This repository contains the documents defining and describing the analysis performed in this publication Volani et al. DOI: 10.3390/metabo13020146.
Comparison of capillary whole blood Volumetric Absorbtive Microsampling to intravenous whole blood sampling to intravenous plasma to intravenous red blood cells (RBC)
All data files as well as supporting information files (at the moment only injection sequence) are on the biobank nas under the folder 'data/vams2018'
In the same folder there is also files that contain the injection order in a sub-folder called 'csv'.
The file names follow a naming format convention although the pool samples break the format to a lesser degree. The format is: date-of-analysis_sampleid_matrixid_replicate_polarity. SampleID is just a running number, matrixID is one of a few values: '1', '2', '3', 'RBC' and 'POOLxx'. The xx in the 'POOLxx' indicates the injection order of the pooled sample, while 1, 2, and 3 correspond to 'plasma', 'intravenous whole blood', and 'capillary whole blood' respectively. RBC and POOL should be self explanatory.
Note that most of the files other than the peack picking and feature identification rely on R objects that are generated in the feature identification script. If you haven't run that then chances are the other ones will not work.
This is version 3:
- use new adduct information and retention times for standards defined by Mar.
- use
integrate = 2
andpeakwidth = c(2, 20)
for the peak detection.)
Data preprocessing and normalization:
- vams_preprocessing.Rmd: Defines the pre-processing of the positive polarity data (chromatographic peak detection, alignment and correspondence).
- vams_preprocessing_neg.Rmd: pre-processing of the negative polarity data.
- vams_normalization.Rmd: performs the normalization of the feature abundances (positive polarity).
- vams_normaliziation_neg.Rmd: normalization of the negative polarity data.
Differences between matrices:
- semi_t_matrices_pos.Rmd: semi-targeted analysis of the matrix specific effects (positive polarity).
- semi_t_matrices_neg.Rmd: semi-targeted analysis of matrix specific effects for negative polarity data.
Differences between male and female individuals:
- semi_t_sex_pos.Rmd: semi-targeted analysis to identify features with significant abundances between male and female participants.
- semi_t_sex_neg.Rmd: semi-targeted analysis to identify features with significant abundances between male and female participants, negative polarity data.
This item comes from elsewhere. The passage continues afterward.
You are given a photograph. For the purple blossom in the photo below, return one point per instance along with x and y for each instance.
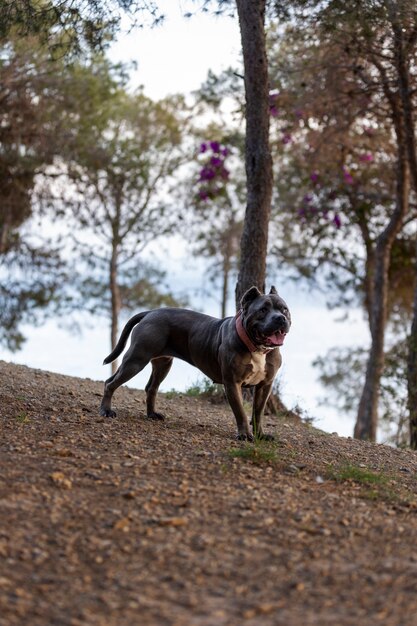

- untargeted_sex_pos.Rmd: untargeted analysis for difference male/female.
- untargeted_sex_neg.Rmd: untargeted analysis for difference male/female, negative polarity.
The analysis requires a recent version of R (>= 3.6.0) and the following R packages. All required R packages can be installed with the code below.
install.packages("BiocManager")
BiocManager::install(c("BiocStyle",
"xcms",
"RColorBrewer",
"pander",
"doParallel",
"magrittr",
"pheatmap",
"DESeq2",
"edgeR",
"NormalizeMets",
"MetNorm",
"ruv",
"SummarizedExperiment",
"UpSetR",
"limma",
"writexl",
"devtools"))
#' Install from github if versions are "too old"
if (packageVersion("MSnbase") < "2.9.3")
devtools::install_github("lgatto/MSnbase")
if (packageVersion("xcms") < "3.5.2")
devtools::install_github("sneumann/xcms")
mzML files with the raw spectrum data are available from the calculation clusters in /data/massspec/mzML/.